Additionally, as psychologist Dr. Hal Hershfield, a professor of marketing at the U.C.L.A. Anderson School of Management states, on a neural level, we perceive our “future selves” more like strangers than as parts of ourselves. When we procrastinate, parts of our brains actually think that the tasks we’re putting off — and the accompanying negative feelings that await us on the other side — are somebody else’s problem.

Finally, we fall back on procrastinating again and again since humans repeat behavior that is rewarded. And the short-term distraction briefly rewards us by making us feel less guilty. We reap the reward in the present while believing that the painful consequences will be borne by someone else, a future version of us.


Which brings me back to the point Robert Samuelson brought up earlier about how democracies avoid present pain even if it promises future gain.  

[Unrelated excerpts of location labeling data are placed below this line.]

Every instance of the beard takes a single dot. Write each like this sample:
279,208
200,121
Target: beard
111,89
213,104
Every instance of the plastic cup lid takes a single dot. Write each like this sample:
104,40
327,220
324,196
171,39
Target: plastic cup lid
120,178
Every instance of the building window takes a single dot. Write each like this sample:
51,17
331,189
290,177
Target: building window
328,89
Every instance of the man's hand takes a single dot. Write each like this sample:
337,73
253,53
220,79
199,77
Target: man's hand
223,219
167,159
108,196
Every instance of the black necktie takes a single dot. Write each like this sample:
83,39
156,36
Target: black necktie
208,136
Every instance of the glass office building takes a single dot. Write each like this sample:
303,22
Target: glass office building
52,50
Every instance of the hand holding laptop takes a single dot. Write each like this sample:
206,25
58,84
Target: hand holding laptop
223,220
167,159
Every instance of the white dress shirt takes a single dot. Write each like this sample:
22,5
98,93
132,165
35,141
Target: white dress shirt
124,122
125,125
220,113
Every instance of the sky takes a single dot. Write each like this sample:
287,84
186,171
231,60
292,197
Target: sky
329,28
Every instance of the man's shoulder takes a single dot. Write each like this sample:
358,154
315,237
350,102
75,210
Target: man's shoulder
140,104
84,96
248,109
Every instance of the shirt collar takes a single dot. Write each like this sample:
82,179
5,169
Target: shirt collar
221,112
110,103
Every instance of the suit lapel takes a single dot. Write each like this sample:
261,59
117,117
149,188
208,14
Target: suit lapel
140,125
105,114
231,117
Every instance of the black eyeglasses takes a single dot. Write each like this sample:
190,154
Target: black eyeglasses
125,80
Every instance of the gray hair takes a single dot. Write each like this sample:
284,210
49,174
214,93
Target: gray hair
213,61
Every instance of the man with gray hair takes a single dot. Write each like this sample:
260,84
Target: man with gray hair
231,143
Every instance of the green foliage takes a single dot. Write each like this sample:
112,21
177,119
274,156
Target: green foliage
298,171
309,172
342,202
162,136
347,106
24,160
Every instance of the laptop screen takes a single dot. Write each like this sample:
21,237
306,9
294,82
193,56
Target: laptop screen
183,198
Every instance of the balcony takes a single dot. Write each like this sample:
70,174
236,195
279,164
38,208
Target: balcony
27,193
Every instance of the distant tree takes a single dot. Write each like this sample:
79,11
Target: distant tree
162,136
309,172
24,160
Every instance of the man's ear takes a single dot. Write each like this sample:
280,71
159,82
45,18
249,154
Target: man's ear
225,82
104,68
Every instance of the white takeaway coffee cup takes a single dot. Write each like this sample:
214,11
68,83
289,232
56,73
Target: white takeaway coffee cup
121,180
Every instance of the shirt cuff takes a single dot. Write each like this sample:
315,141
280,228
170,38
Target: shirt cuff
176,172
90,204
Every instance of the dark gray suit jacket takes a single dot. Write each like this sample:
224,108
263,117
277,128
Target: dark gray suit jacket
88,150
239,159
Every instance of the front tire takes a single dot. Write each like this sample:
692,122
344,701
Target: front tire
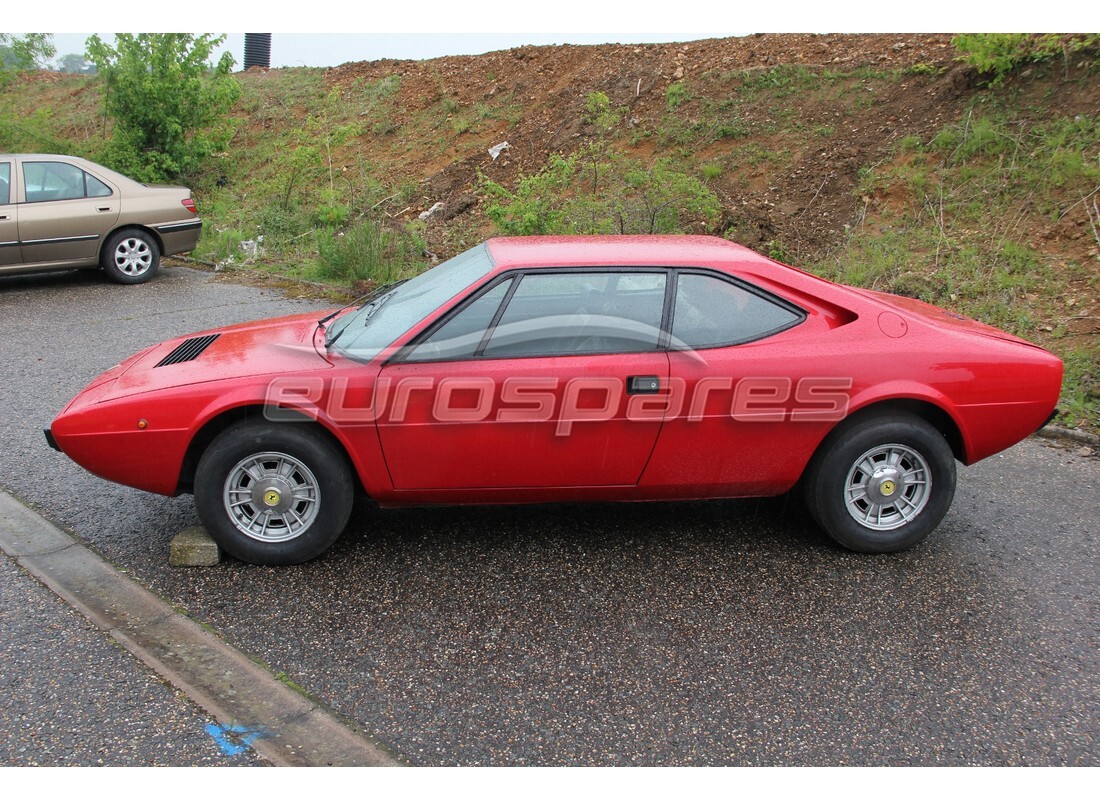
881,483
274,493
131,256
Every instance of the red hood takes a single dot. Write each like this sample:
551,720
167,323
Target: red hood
263,348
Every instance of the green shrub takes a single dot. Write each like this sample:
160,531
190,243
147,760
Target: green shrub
677,95
596,190
367,252
167,103
999,54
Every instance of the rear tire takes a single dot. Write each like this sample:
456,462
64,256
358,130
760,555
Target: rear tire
274,493
881,483
131,256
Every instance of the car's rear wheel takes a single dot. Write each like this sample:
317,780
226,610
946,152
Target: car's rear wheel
274,493
881,483
131,256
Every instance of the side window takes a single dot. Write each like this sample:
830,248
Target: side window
460,336
710,311
553,314
96,187
54,181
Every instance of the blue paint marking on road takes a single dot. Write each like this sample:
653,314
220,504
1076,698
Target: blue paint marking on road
234,740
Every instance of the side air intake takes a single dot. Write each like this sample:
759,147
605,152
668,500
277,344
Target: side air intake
188,350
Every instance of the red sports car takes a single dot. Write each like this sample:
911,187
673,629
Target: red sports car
569,369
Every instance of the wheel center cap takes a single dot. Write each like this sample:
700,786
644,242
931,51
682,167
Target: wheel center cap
884,484
272,495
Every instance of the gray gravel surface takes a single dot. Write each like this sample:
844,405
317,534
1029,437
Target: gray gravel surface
725,633
69,696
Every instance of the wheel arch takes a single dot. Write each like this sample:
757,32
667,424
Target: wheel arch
931,413
217,425
130,227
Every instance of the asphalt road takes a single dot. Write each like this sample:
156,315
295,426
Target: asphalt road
724,633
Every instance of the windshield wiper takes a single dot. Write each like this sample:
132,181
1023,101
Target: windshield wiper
377,296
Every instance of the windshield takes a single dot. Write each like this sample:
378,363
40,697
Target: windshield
372,328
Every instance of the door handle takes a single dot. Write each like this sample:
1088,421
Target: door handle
642,384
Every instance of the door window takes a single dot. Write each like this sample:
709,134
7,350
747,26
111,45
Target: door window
553,314
55,181
711,311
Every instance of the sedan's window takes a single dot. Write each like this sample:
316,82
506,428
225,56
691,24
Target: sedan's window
462,333
581,313
711,311
96,187
55,181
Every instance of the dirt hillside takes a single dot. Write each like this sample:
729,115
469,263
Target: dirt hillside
806,204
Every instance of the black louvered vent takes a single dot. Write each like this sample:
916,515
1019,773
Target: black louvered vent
188,350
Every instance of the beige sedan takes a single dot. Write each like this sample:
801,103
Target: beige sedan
58,211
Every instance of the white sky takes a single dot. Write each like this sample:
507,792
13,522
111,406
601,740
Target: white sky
307,34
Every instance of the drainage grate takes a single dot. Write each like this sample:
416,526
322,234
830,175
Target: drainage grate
188,350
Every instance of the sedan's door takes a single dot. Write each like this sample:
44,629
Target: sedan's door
9,219
540,381
65,215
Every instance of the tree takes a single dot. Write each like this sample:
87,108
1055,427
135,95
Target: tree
168,103
29,52
73,63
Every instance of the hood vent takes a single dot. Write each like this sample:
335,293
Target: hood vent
188,350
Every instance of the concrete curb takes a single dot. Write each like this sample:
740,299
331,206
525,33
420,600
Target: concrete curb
1052,431
289,729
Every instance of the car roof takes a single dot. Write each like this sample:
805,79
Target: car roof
509,252
84,163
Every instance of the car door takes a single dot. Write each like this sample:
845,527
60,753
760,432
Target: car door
65,214
751,391
9,218
539,381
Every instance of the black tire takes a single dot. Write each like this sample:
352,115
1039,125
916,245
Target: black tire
130,256
274,493
881,483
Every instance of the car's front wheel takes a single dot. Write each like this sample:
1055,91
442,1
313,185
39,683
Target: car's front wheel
881,483
131,256
273,493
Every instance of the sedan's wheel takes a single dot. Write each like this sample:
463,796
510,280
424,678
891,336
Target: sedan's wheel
131,256
882,483
273,493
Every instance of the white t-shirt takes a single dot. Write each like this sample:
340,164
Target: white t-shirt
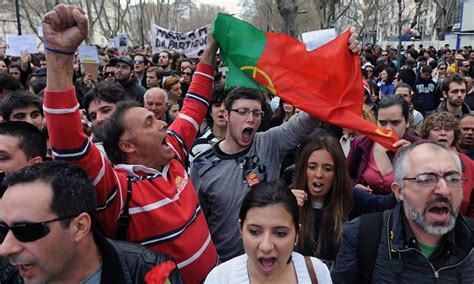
235,271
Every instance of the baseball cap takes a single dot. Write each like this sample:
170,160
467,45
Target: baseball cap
124,59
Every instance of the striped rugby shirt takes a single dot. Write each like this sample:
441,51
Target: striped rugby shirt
165,214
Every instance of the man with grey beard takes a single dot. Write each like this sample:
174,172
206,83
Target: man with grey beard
423,239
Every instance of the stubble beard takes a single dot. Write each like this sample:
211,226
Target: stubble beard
434,229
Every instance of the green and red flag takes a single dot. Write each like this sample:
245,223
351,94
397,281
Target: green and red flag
325,82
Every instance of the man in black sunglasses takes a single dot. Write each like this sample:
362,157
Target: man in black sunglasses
46,218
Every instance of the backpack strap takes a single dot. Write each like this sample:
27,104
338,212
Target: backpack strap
124,219
312,273
368,241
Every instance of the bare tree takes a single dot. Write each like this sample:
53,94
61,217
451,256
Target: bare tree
445,12
288,10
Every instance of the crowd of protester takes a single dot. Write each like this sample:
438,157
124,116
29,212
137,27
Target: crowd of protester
230,186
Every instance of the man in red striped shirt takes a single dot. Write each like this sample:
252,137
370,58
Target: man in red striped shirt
163,207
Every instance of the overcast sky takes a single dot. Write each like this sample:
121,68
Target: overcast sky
230,5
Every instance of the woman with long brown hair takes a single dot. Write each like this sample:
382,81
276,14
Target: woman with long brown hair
321,172
323,189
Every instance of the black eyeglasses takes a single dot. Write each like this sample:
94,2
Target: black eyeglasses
245,112
430,180
29,232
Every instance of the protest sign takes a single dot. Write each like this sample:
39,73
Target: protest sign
89,59
121,41
40,31
111,43
315,39
189,43
16,44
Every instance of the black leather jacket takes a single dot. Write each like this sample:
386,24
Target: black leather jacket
399,259
122,262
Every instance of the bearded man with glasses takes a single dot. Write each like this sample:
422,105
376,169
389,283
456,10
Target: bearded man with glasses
47,215
423,239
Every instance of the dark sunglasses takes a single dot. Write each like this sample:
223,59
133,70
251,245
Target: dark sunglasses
29,232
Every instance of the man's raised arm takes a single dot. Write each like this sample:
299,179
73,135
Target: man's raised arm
64,28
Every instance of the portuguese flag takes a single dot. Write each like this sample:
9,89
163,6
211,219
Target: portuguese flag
325,82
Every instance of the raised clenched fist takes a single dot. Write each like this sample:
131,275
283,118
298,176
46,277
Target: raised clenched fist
64,28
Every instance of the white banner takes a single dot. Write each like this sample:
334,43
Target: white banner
315,39
17,44
189,43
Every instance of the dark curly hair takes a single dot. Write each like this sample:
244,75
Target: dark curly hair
441,119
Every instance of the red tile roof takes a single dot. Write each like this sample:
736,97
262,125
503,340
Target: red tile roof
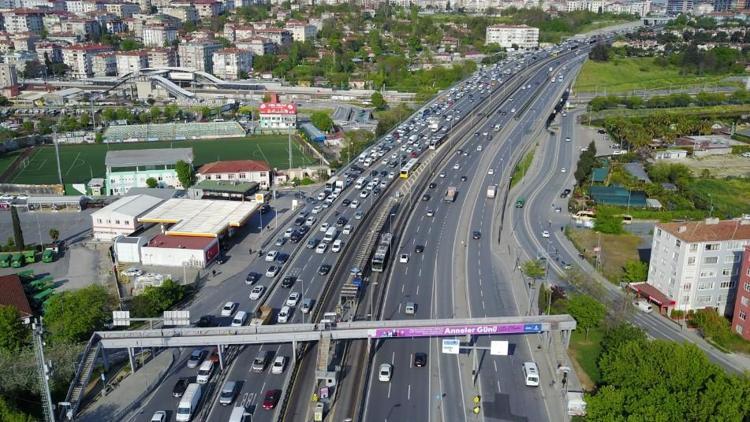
13,294
234,166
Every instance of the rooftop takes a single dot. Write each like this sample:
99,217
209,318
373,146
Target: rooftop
709,230
199,217
146,157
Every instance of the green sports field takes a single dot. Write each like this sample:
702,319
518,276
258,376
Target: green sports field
79,163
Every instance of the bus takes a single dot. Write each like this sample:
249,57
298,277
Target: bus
410,166
380,258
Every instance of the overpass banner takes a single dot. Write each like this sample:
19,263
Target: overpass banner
456,330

In early 2008, there was a high level of awareness that there was something wrong with the housing market and the U.S. economy as a whole. Instead of looking at the big banks and their risky lending practices, the U.S. government, with an election coming up, cut taxpayers a check for $300 or $600 to juice consumer spending and boost the GDP.

Instead of losing weight, the government bought more donuts with borrowed money and reorganized its clothes to find ones that still fit. And we all know what happened later that year.

So, if you find it hard to make tough choices, don’t feel guilty.

But also know that there is no way around it. Not making a decision by delaying it is also a decision. Time does not stop, and neither will the footsteps of the moment of reckoning.





Nice article Nishant. Procrastination is always an option, but doesn't make the thing go away. So true. Just do it. Do it now.